第15話


 チリチリ、と杉内が押している自転車が小さな音を鳴らす。


「本間? ああ、あの本間ちゃん?」


 と、名前を出すだけで誰かすぐに杉内は思い浮かんだらしい。


「ウチに入ったのか。へえ」


 まあ、普通はこの程度のリアクションだよな。


 あのあと、雛形が無言のまま部活に行き、教室に取り残された俺に、杉内からメッセージが届いた。

『まだ学校だろ? チャリでそっち行くから待っとけ』というので、それを受信してから一五分ほどで学校に制服姿で現れたのだ。


「何でまたバッセンなんて」


 バッティングセンター。略してバッセン。最寄りのもので、隣町まで行く必要があるから自転車で二〇分くらいはかかる。


「どうせ暇だろ?」


 まあそうだけど。

 誰も見てなさそうなところで荷台に座り、杉内に漕いでもらう。


「可愛いよな、本間ちゃん」

「まあなー」


 アイドル予備軍みたいな容姿をしていて、雛形と肩を並べるくらいうちの中学では人気だった。もしかすると、塩分多めの雛形より、分け隔てない人付き合いをしていた本間のほうが人気だったかもしれない。


「内之倉さんにジュースもおごれなかった杉内に、バッセンの金なんてあるのかよ」

「手持ちがなかったってだけで、あるところにあるんだよ」


 こいつもこいつで、内之倉さんを待つ間は暇だから、暇つぶしに俺を付き合わせようって魂胆のようだった。


「久しぶりだろ、バッセン」


 まあなーと俺は気のない返事をした。


 自転車の荷台に乗ってしばらくして、目的地に到着した。座った荷台の痕が尻につくんじゃないかと心配になったが、放っておけば元に戻ってくれるだろう。


 古い施設には管理人のおじさんが一人いるだけで、客は俺と杉内だけしかいない。


「さっそくやりますか」


 打席に入った杉内を、その後ろのベンチに座って眺める。


「うわ」とか「シクった!」とか、一人でもうるさい杉内に、会心の当たりはなかなか出ない。


「本間ってどんなやつ?」


 ピッチングマシンのアームがボールをのせてビュンと回る。


「え、誰かさんのことが好きって話が――って今訊くなよ!」


 ファールチップになった打球がネットに受け止められ、杉内の足下をてんてんと転がった。

 やっぱその噂って本当なんだな。


「左打席、空いてんぞ」

「しゃーねーな」


 腰を上げて上着を脱ぎ、バットを手にして杉内の隣の打席に入る。一〇〇円を二枚機械に入れると、ウゥン……とマシンが小さく唸り、投球開始の赤いランプが灯る。


 バットの重みと打撃の構えが、妙に懐かしく感じる。

 まだ離れて三か月ちょっとだっていうのに。

 初球。タイミングが合わず空振りすると、杉内がケタケタと笑った。


 二球目。スイングすると、バシン、と軟球特有の打球音が響く。捉えた打球は、投げ込まれた方向へ角度を変えて飛んでいった。
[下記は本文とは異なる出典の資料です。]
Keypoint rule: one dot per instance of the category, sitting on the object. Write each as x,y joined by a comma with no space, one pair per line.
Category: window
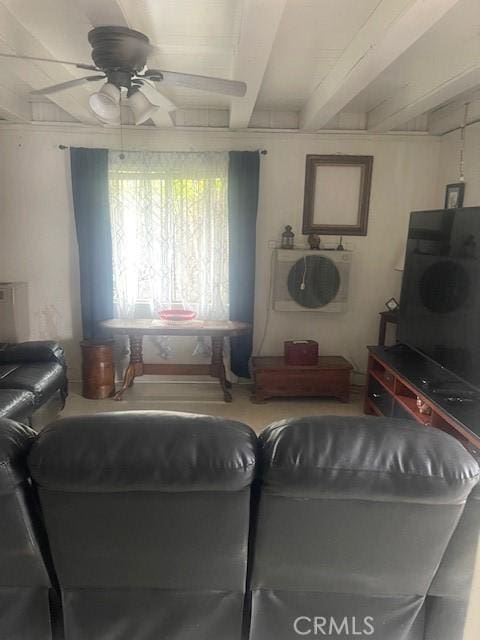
170,232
「本間ちゃんがうちに入学したことはどうでもよくて……殿村は、さほど野球強くないうちに、何で来たの?」


 終わった杉内が、ネット越しに尋ねてくる。


「……近いから。大事だろ、距離は」

「まあな」


 俺がしたような気のない返事をした。

 杉内の所持金がなくなるのは早かった。

 バッティングに数百円。そのほか、併設されているゲーセンのUFOキャッチャーにかなり注ぎ込んだのがその原因だった。

 当然のごとくぶつくさ文句を言う杉内を宥めながら、来た道を戻った。




 学校に戻ったころにはもう夜七時になろうかという時間だった。


「栞は、まだいると思うよ」


 出くわした内之倉さんがそう教えてくれた。


「うっちー、後ろ、どう? ちょうど、チャリあるし……お、送る、よ……?」


 くいくい、と杉内が荷台を親指で差す。

 ああ。こいつ、それが目的だったのか。


「ごめん。私二人乗りできないんだ」

「そ、そっか……」


 杉内の目論見は一瞬にして砕かれた。

 ドンマイ。

 やってみれば簡単だけど、たまにいるよな、後ろ乗れない人。


 すたすた、と去っていく内之倉さん。そのあとを、チリチリチリと車輪を鳴らしながら自転車を押す杉内は追いかけはじめた。


 何を思い立ったのか、自転車を駐輪場に停めた。


「これ! 返せよ!」


 もやはただの荷物と化した自転車の鍵を投げて寄越した。


「別にチャリなんて要らな――」


 鍵をキャッチしたときには、内之倉さんを追いかけた杉内は、もうずいぶん遠くにいた。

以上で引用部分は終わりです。